Tyler Perry is onmogelijk te betichten van luiheid. De Amerikaanse alleskunner heeft een imposante hoeveelheid titels op zijn naam staan en stort zich naast regie- en productiewerk ook op acteerklussen en het schrijven van scenario's. De vijftiger heeft een onmiskenbare invloed op de verbeelding van de levens van zwarte Amerikanen, maar er valt nogal wat op aan te merken.
Perry zou een pleitbezorger moeten zijn van de positie van de zwarte Amerikaan en zou essentiële thema's als (institutioneel) racisme en (kansen)gelijkheid moeten aankaarten. Maar hem wordt juist vaak stereotypering verweten. Vakbroeders als Spike Lee kijken neer op Perry's inspanningen, maar kunnen toch ook moeilijk de ongekende populariteit van zijn werk ontkennen. De overdaad aan films en televisieproducties blijkt echter geen garantie voor kwaliteit.
Met de eenzijdige typeringen valt het in Tyler Perry's Duplicity nog wel mee. Al blijkt dat ook meteen het minste probleem van deze zwalkende en slepende thriller. Perry gebruikt de maatschappelijke verontwaardiging over schietpartijen door de Amerikaanse politie, waarbij onschuldige zwarte zielen het leven laten, en hangt daar een warrig plot over overspel, machtsmisbruik en wantrouwen aan op.

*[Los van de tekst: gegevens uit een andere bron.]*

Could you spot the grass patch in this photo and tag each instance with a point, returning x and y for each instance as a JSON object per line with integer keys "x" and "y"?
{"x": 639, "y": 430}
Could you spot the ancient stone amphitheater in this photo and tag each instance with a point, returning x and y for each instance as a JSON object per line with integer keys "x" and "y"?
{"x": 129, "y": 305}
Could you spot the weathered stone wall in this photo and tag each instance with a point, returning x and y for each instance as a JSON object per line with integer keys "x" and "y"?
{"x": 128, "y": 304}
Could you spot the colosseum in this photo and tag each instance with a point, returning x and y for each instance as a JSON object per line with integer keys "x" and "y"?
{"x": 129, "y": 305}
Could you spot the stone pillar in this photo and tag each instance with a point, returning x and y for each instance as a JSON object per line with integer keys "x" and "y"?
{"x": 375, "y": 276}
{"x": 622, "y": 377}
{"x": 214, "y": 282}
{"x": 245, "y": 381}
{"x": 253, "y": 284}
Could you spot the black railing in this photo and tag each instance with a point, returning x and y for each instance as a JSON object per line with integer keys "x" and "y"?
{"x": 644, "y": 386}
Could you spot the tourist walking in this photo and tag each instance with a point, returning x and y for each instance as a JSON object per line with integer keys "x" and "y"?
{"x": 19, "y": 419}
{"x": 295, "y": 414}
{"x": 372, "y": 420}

Het begint al met de vraag wie nou eigenlijk de hoofdpersoon is. Aanvankelijk draait het vooral om nieuwslezeres Fela, die behoorlijk in de huwelijkssores is beland. Want de relatie met haar Rodney verloopt allesbehalve rooskleurig. Wat er speelt vindt Perry niet echt nodig om uit te diepen. Haar beste vriendin, advocaat Marley, probeert samen met haar eigen kerel Tony de twee nader tot elkaar te laten komen. Daar blijkt echter weinig tijd voor te zijn.
Want live in de uitzending moet Fela het nieuws brengen, dat haar man is neergeschoten door een witte agent. Opgejut door zijn collega Kevin moest dit groentje op een melding van een insluiper af. Het blijkt Rodney te zijn, die om onbekende redenen rond het huis van een oudere witte vrouw hing. Het hele voorval zit Marley niet lekker en dat is het moment waarop haar personage op de voorgrond treedt. De advocate is een pitbull die zich vastbijt in de zaak en zo een boel rottigheid naar bovenhaalt.

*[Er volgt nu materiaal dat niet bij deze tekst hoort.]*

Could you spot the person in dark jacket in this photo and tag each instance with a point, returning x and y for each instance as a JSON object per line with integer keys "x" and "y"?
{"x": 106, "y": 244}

Perry schiet zichzelf voortdurend in de voet, omdat hij er haast bang voor lijkt te zijn om de ware thematiek aan te pakken. Het gegeven dat een ogenschijnlijk onschuldige zwarte man wordt gedood door een witte agent wordt al vrij vlot onderuitgehaald. Er blijkt een heleboel meer te spelen en Perry verdoezelt het voorval met een stortvloed aan plottwists en bijfiguren. Het overzicht gaat snel verloren, met als dieptepunt een gesprek op een ranzige motelkamer met personages die alleen voor die scéne bestaan.
Het helpt niet Perry de kijker voor gek verslijt. Zijn scenariotechnieken om informatie over te brengen zijn ronduit ridicuul. Als we te weten moeten komen hoe bijvoorbeeld Tony zijn baan als politieagent is verloren en nu voor zichzelf als privédetective is begonnen, verzucht zijn vriendin Marley hoe oneerlijk het toch allemaal verlopen is. Ze rakelt het verleden tot in detail op. Ook de wetenschap hoe de twee elkaar hebben ontmoet wordt gedeeld alsof Tony aan geheugenverlies lijdt.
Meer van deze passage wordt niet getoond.